No-one seems to have bothered to tell Afghanistan's Hamid Karzai that military success was a key ingredient, however, because he is plunging on with plans to have Taliban leaders removed from the UN's sanctions list and now has both Petraeus and McChrystal's hearty backing for reconciliation attempts.


Most of the ordered surge troops have not arrived yet (nor will they until the last third of McChrystal's 18 month critical timeframe) and we certainly don't have anything even approaching military success at present, according to a briefing by McChrystal's own intelligence chief.



The briefing, which warns that the "situation is serious," was prepared by Maj. Gen. Michael Flynn last month. His assessment is that the Taliban's "organizational capabilities and operational reach are qualitatively and geographically expanding" and the group is capable of much greater frequency of attacks and varied locations of attacks.


...The 23-page briefing predicts that "Security incidents [are] projected to be higher in 2010." Those incidents are already up by 300 percent since 2007 and by 60 percent since 2008, according to the briefing.


One section of the briefing is based on findings from the interrogations of captured insurgents.
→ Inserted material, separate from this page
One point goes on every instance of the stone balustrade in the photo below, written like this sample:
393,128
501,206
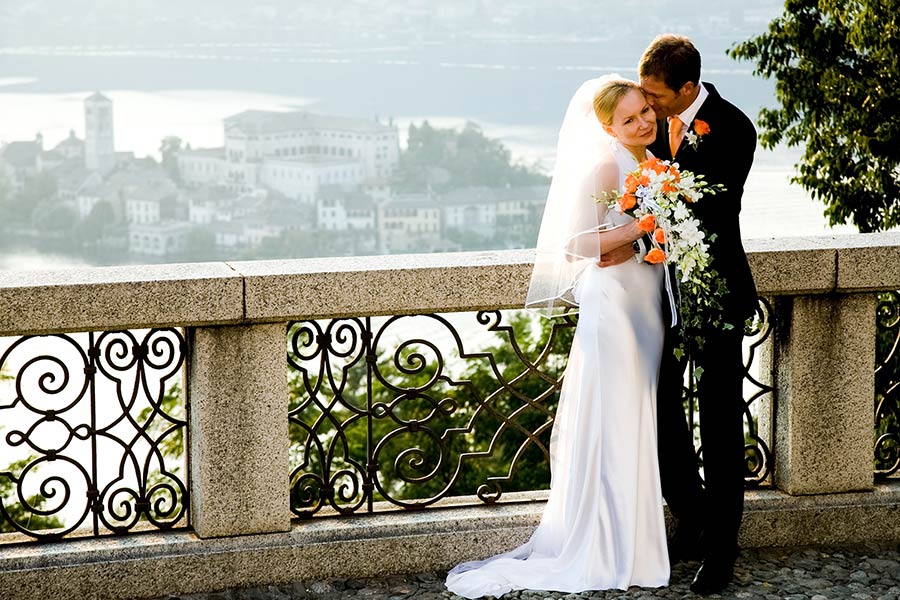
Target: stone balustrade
234,314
Those insurgents said the Taliban saw 2009 as the most successful year of the war, because violence had expanded and because the Afghan presidential election on August 20 was marred by low turnout and fraud.


Maybe Karzai knows something the experts in D.C. and London don't. Perhaps Karzai has come to the key realization that it doesn't matter to reconcilliation per se which side has the military upper hand, it only matters for who gets the best side of any deal. And that any deal which stops the fighting is better for Afghans than no deal at all. It certainly seems as if Western leaders, weighing years of fighting in Afghanistan against their own domestic priorities, may have decided that any bargain would be better than none at all, that it's time to paper over the cracks and head for the exits.


But one has to wonder where McChrystal is getting his belief that "we are already seeing progress from what we have implemented in the last few months", as he told the Financial Times in an interview published today. Or indeed his assessment on the Taliban that:



I think that if we are capable of showing that they are not effective, then I think in a year they could look desperate. They will still be here, they will still have significant capacity for violence, they will still be able to intimidate much of the population than we want. But I think they will look like an entity that will be struggling for its own legitimacy.


It sounds very much to me like McChrystal is preparing the ground to claim that the surge he demanded played a key background role in reconcilliation negotiations - in what will actually end the war - when in fact it won't. In this case, McChrystal's career needs match with allied political leaders' need for a narrative that doesn't admit to "cutting and running" in any shape or form, so expect this to be the recieved wisdom.



1 comment:

  1. They have recognized the political reality and are looking for an out - any out. If McChrystal and Obama want to take credit for it fine - as long as it means we get the fuck out of there.